Coral reef bleaching due to increased sea water temperature


In recent years, global warming and rising sea temperatures have led to widespread bleaching of coral reefs. At the UN Climate Change Conference, marine biologists used artificial intelligence to give coral reefs a listening tour to help scientists determine the health of the reefs.

Healthy reefs make campfire-like sounds because a variety of organisms live there and the sound environment is complex and diverse. The sounds around unhealthy reefs are much quieter.

"I put the recorder in a marine reserve and an overfished area to hear if the ocean sounded different," Mary Schrudip, a marine biologist, said.

Coral reefs cover less than 0.2 percent of the world's oceans, but support more than a quarter of all marine life, making them critical to maintaining marine biodiversity. According to the International Wildlife Conservation Society, only 2.5 percent of the world's coral reefs have been protected.

In the past, monitoring the health of coral reefs was mainly done by humans, and the analysis process was time-consuming and laborious.
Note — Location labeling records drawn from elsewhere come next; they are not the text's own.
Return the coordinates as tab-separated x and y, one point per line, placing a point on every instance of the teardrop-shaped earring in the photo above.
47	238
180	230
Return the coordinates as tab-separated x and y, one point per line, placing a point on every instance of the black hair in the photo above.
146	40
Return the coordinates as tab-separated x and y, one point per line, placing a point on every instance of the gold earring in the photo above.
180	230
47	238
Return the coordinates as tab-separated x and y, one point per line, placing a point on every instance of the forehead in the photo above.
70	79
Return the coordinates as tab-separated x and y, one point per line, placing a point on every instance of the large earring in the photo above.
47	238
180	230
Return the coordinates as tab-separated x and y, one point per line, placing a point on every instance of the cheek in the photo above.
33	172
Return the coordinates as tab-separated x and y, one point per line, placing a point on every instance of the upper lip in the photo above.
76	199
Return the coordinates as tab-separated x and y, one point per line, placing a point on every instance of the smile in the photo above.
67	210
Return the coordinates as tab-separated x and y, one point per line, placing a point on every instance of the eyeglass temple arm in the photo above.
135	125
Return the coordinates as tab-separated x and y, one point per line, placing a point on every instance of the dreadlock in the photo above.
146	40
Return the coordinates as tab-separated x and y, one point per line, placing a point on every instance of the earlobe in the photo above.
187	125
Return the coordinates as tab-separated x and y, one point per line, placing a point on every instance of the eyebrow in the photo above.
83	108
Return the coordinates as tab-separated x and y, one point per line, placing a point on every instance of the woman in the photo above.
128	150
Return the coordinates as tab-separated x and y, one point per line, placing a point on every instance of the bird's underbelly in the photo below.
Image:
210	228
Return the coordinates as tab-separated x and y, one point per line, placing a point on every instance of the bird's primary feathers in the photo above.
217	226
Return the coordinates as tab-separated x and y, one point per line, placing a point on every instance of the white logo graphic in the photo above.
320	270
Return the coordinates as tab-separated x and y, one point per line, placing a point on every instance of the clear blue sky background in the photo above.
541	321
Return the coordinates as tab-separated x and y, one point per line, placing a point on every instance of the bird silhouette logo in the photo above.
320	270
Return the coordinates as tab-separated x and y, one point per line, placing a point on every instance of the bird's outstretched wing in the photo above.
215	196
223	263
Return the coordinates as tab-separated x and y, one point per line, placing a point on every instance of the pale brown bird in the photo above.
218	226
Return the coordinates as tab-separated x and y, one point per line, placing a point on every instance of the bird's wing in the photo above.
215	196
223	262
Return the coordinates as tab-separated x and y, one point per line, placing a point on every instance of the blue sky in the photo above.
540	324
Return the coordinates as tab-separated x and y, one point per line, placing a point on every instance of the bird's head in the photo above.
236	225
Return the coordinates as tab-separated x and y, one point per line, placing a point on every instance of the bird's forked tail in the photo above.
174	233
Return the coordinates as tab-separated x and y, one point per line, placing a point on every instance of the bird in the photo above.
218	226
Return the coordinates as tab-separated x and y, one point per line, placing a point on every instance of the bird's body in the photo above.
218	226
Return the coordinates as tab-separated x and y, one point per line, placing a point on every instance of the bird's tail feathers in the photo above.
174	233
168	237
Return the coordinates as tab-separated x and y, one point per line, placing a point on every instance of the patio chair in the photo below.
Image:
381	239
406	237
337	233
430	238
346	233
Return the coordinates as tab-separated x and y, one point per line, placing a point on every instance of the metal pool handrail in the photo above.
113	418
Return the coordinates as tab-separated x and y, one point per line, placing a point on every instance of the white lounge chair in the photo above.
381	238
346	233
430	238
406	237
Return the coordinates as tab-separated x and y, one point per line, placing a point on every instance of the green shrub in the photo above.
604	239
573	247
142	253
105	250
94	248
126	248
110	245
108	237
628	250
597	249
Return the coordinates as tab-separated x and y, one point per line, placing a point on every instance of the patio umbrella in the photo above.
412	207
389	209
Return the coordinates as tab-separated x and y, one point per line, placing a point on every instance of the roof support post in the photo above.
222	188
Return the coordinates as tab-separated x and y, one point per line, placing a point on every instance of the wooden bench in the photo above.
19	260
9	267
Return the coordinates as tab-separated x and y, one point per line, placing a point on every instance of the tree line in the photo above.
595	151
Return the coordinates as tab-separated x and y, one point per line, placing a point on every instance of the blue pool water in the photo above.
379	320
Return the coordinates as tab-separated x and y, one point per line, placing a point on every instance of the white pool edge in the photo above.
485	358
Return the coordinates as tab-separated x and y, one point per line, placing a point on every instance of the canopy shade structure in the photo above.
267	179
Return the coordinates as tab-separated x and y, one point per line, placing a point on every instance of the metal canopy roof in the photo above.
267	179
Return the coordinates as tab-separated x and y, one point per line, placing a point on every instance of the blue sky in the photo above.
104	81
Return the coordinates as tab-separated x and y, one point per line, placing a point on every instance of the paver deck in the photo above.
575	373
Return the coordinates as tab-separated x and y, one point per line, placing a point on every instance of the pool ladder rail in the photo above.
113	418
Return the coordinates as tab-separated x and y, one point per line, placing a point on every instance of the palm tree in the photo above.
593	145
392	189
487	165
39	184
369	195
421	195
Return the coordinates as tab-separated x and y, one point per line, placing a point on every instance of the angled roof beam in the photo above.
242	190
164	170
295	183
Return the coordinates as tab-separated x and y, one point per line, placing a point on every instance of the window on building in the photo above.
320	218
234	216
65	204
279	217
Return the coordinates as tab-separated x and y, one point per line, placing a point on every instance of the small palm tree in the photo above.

Now, scientists take hundreds of hours of coral reef sounds recorded around the world and filter them through algorithms, allowing them to quickly and easily determine the health of the reefs.

In May this year, Australia's Great Barrier Reef once again experienced massive coral bleaching, the fourth time since 2016. Coral bleaching is caused by rising sea temperatures, and if heat stress continues, the corals will die. The Great Barrier Reef is currently in very bad shape, with 61 to 90 percent of the reef communities in the northern and central regions bleached.

"Our idea is to have an online platform that everyone can access," she added. The researchers hope that these recordings can be heard by people all over the world to raise awareness of the need to protect coral reefs.